A empresa deve divulgar se está excluída de quaisquer índices de referência da UE que estejam alinhados com o Acordo de Paris, tal como descrito no ponto 177 da presente recomendação.
C9

Rácio de diversidade de género no órgão de governação

Se a empresa dispuser de um órgão de governação, deve divulgar o rácio de diversidade de género correspondente.

Notas de rodapé

  1. (1)Inclui os trabalhadores por conta própria, as empresas não constituídas em sociedade e as microempresas cotadas.
  2. (2)Por exemplo, o requisito legal de divulgar informações específicas ou o facto de já divulgar voluntariamente informações específicas através de um sistema de gestão ambiental.
  3. (3)Numa futura versão da ferramenta em linha da norma VPME, quando adequado, a empresa pode remeter para divulgações publicadas noutros documentos que não o relatório de sustentabilidade utilizando a incorporação por remissão.
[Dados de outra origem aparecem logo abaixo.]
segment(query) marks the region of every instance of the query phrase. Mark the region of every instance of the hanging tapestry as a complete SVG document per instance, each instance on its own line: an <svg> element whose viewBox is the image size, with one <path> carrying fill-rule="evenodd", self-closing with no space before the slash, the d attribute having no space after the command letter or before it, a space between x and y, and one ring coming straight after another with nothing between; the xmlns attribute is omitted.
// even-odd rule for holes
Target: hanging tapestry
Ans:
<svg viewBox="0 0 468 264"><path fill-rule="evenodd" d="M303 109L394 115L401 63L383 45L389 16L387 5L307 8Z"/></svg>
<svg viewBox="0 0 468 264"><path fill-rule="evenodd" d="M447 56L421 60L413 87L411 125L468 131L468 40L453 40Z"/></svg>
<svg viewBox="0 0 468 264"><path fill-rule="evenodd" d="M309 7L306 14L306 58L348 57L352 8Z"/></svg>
Essa referência é feita através da inclusão do número de página da fonte pertinente, desde que o formato PDF do documento original seja igualmente disponibilizado na versão da ferramenta em linha.
  4. (4)A sede social é o endereço oficial da empresa.
  5. (5)Numa futura versão da ferramenta em linha da norma VPME, este valor será calculado automaticamente.
  6. (6)Os setores com elevado impacto climático são os enumerados nas secções A a H e na secção M da NACE, tal como definidos no anexo I do Regulamento Delegado (UE) 2023/137.
  7. (7)Regulamento (UE) 2018/1999 do Parlamento Europeu e do Conselho, de 11 de dezembro de 2018, relativo à Governação da União da Energia e da Ação Climática, que altera os Regulamentos (CE) n.o 663/2009 e (CE) n.o 715/2009 do Parlamento Europeu e do Conselho, as Diretivas 94/22/CE, 98/70/CE, 2009/31/CE, 2009/73/CE, 2010/31/UE, 2012/27/UE e 2013/30/UE do Parlamento Europeu e do Conselho, as Diretivas 2009/119/CE e (UE) 2015/652 do Conselho, e revoga o Regulamento (UE) n.o 525/2013 do Parlamento Europeu e do Conselho (JO L 328 de 21.12.2018, p. 1).